Tra fraternitas e consensus la distanza è grande: essa riproduce sul piano giuridico formale una realtà storica in cui l’individuo aveva rilievo come membro del gruppo e una in cui veniva riconosciuta la sua individualità. Se è verosimile il contesto descritto non c’è dubbio che alla morte del pater gli heredes sui si presentino come contitolari di un patrimonio e la fraternitas perde di importanza.

E’ evidente, pertanto, la distanza che intercorre tra consortium e communio, in virtù anzitutto della rilevanza nella comunione del concetto di quota, intesa come “frazione ideale rappresentativa dell’intero patrimonio”;  criterio, quello di pars pro indiviso, introdotto da Quinto Mucio Scevola e Servio Sulpicio Rufo. Proprio Quinto Mucio in D.29.1.78 ( Pomp. 35 ad Mucium) elabora la riduzione della comunità fraterna nella comproprietà per quote ideali.

Il passo citato riguarda un caso tipico di consorzio: due fratelli avevano i beni in comune; uno è morto senza testamento e in mancanza di un suus heres , l’eredità viene deferita al fratello superstite il quale rispetto al morto è adgnatus proximus . Il problema discusso nel testo – e rivolto a Mucio – intende stabilire se il fratello superstite, che non vuole essere erede lo diventi per il solo fatto di usare dei beni comuni.

La risposta del giurista è negativa perché l’usus di quei beni non costituisce una pro herede gestio: quell’uso si giustifica in base al dominium pro parte di cui il frater superstite è titolare. Diversa sarebbe stata la risposta, osserva Pomponio, se il chiamato avesse alienato una res oltre i limiti della quota a lui spettante. Quinto Mucio, dunque, applicava al consortium lo schema della comproprietà per quote ideali e con ciò si allontanava dalla configurazione arcaica dell’istituto.

Il pensiero di Q. Mucio ha portato la giurisprudenza classica ad attrarre il consortium entro la sfera del condominio parziario: la successiva elaborazione giuridica è rimasta costante su questo punto e ciò è dimostrato dal criterio della quota applicato ai rapporti tra i fratres sia nelle decisioni dei giuristi classici sia nelle costituzioni imperiali.

Dall’analisi muciana, attraverso un’approfondita analisi casistica, che fu utile per distinguere la communio dei fratres sui beni ereditari dalla comunione costituita mediante societas consensuale, fu compiuto un’ulteriore passo in avanti per la costruzione di nuovi istituti.
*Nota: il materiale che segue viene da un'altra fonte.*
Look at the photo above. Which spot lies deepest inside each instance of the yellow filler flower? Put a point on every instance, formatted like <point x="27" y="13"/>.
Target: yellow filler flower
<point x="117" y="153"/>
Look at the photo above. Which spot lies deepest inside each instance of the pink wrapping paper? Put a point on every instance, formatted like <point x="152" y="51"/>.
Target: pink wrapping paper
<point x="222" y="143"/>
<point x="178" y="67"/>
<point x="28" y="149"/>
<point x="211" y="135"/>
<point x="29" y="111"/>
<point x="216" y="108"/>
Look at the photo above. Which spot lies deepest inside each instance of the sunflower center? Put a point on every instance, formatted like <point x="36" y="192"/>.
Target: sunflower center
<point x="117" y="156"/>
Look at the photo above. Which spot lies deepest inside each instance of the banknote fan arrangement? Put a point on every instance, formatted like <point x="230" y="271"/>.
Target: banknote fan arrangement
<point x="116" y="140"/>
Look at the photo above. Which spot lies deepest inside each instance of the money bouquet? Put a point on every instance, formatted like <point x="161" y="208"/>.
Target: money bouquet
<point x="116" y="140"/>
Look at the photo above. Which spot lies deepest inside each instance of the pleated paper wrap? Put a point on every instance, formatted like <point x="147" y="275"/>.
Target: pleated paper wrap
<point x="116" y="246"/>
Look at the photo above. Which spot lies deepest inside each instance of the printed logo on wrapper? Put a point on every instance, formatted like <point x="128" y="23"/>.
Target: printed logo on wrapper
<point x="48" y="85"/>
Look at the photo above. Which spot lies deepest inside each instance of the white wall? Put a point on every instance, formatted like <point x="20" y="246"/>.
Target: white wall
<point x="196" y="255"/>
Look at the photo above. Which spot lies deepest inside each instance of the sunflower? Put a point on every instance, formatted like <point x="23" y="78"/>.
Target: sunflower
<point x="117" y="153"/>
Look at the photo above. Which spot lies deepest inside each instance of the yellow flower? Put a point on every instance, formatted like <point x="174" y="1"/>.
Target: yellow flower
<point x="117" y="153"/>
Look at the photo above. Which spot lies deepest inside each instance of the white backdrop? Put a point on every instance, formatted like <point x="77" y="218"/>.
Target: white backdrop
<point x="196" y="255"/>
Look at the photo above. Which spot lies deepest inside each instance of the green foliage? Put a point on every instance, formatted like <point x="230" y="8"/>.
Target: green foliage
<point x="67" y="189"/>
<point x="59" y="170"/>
Se lo status familiare non poteva più far nascere il vincolo associativo – poiché i sui heredes erano diventati compartecipi di un patrimonio – quel vincolo , come si è detto poteva scaturire solo dal consenso. Ed il consenso poteva essere diretto ad uno scopo specifico, costituendo una societas particolare; oppure realizzare quella comunione di tutti i beni che alle origini era il risultato matematico della morte del pater.

Il consortium ercto non cito forse vive in età imperiale ancora sul piano sociologico, ma come istituto giuridico è estinto e riassorbito dalla communio e dalla societas.